Un dossier chargé au diocèse. Des années plus tard, confronté à des actes pédophiles commis sur des jeunes qu’il accompagne comme éducateur, Olivier Savignac, l’une des victimes, remonte la trace de son agresseur. Et tombe sur des photos de Pierre de Castelet encadrant des jeunes scouts d’Europe. A l’été 2010, avec deux animatrices de l’époque qu’il a retrouvées, il finit par écrire à l’évêque d’Orléans en poste : Monseigneur André Fort. Ce dernier le reçoit et lui sort le dossier du diocèse concernant l’abbé de Castelet : plusieurs dénonciations, témoignages et familles reçues entre 1993 et 2002, et sur la base desquelles ses prédécesseurs n’ont pris aucune décision ni envers la justice, ni envers le prêtre. L’évêque omet d’évoquer la lettre envoyée en 2007 par Philippe C., autre victime du camp d’Arthez-d’Asson, aujourd’hui partie civile au procès. Pourtant, depuis 2001, l'Église a adopté une nouvelle doctrine encourageant la dénonciation de ces faits, soit à la justice, soit à Rome. 

"Il protège Pierre de Castelet qui est resté 18 ans, jusqu’en 2011, au contact de jeunes scouts". "Il protège activement Pierre de Castelet, me dit qu’il n’a pas été inquiété sur le plan judiciaire mais que par contre, ses prédécesseurs et lui-même ont tenu à l’éloigner de tout contact individuel avec des jeunes", se remémore Olivier Savignac. Qui s’insurge : "Il ment ! Il protège Pierre de Castelet qui est resté 18 ans, jusqu’en 2011, au contact de jeunes scouts et animait aussi des ateliers radio chez lui avec des jeunes seuls qui venaient le mercredi après-midi et les week-ends". 

André Fort, aujourd’hui 83 ans, est finalement renvoyé pour non-dénonciation. La justice estime qu’il a "participé à la dissimulation d’agissements pédophiles en ne portant pas les faits à la connaissance de la justice, préférant préserver la réputation et l’image de l’Eglise". Lui rétorque qu’il ne connaissait pas l’obligation de rapporter ces faits. Il encourt 3 ans de prison et 45.000 euros d’amende.  

Au moins trois autres victimes n'ont pas porté plainte. Trois victimes sont parties civiles dans ce dossier mais durant l’enquête les gendarmes en ont interrogé au moins trois autres qui n’ont pas voulu porter plainte. En 2011, Pierre de Castelet intervient même dans une conférence diocésaine sur la pédophilie. Il faut attendre l’arrivée d’un nouvel évêque cette année pour changer la donne. A nouveau destinataire d’une lettre d’Olivier Savignac, Monseigneur Jacques Blaquart transmet le dossier à la justice cinq jours exactement après avoir reçu le courrier, d'où cette enquête qui aboutit à un procès, 25 ans après les faits. 

Dans le diocèse d’Orléans, à la fois premier à avoir ouvert une cellule d’écoute en 2014 et en même temps terre de catholicisme traditionnaliste et conservateur, nombre de paroissiens sont réticents à cette libération de la parole, par crainte d’abîmer l’image de l’Eglise.

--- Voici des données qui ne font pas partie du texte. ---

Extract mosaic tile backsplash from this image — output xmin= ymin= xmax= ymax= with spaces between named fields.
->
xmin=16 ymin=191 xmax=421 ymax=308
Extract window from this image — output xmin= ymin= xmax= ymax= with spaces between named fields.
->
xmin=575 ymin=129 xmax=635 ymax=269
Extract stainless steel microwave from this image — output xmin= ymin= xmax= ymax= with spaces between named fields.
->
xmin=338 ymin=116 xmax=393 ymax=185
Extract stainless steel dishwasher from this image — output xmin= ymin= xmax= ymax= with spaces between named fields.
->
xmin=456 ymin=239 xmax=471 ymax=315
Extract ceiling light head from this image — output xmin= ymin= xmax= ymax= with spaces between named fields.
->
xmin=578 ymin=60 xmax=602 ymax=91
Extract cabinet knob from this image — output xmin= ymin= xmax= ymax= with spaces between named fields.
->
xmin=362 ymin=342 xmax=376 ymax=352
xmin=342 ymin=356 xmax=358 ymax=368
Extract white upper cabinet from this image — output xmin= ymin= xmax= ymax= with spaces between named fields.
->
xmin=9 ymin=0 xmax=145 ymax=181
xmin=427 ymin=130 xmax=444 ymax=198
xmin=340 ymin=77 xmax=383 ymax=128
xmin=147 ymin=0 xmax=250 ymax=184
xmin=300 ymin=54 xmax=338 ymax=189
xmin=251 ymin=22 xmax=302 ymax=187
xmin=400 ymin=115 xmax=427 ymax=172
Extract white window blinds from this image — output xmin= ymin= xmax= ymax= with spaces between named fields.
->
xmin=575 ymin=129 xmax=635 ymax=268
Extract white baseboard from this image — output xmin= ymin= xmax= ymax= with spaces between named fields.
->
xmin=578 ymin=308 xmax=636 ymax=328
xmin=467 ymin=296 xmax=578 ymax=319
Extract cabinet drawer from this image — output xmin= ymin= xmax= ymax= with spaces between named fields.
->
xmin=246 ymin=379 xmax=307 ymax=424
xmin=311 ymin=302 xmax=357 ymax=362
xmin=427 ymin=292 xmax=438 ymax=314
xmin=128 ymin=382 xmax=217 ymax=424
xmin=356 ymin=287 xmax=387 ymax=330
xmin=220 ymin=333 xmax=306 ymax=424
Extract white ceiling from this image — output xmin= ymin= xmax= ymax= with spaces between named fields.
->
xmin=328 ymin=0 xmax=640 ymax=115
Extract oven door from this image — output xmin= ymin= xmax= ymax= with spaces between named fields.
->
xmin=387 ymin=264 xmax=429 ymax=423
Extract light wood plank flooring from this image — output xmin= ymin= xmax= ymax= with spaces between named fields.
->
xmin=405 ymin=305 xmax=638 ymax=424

Joint par Europe 1, Jean-Pierre Evelin, le porte-parole du diocèse espère que ce procès permette de "sortir de l’entre-soi dans lequel l’Eglise a été tentée peut-être de rester un peu trop", "pour pouvoir éviter que ça puisse se reproduire". "C'est un moment qui va vers plus de vérité, vers plus de lumière", ajoute-t-il. Olivier Savignac, qui avec son avocat Me Edmond-Claude Fréty a retracé le parcours d’un certains nombres d’autres prêtres, est persuadés qu’il y a d’autres victimes, abonde : "il y a des personnes qui savent des choses, elles doivent parler, c’est un devoir de citoyen mais aussi de conscience et d’éthique chrétienne".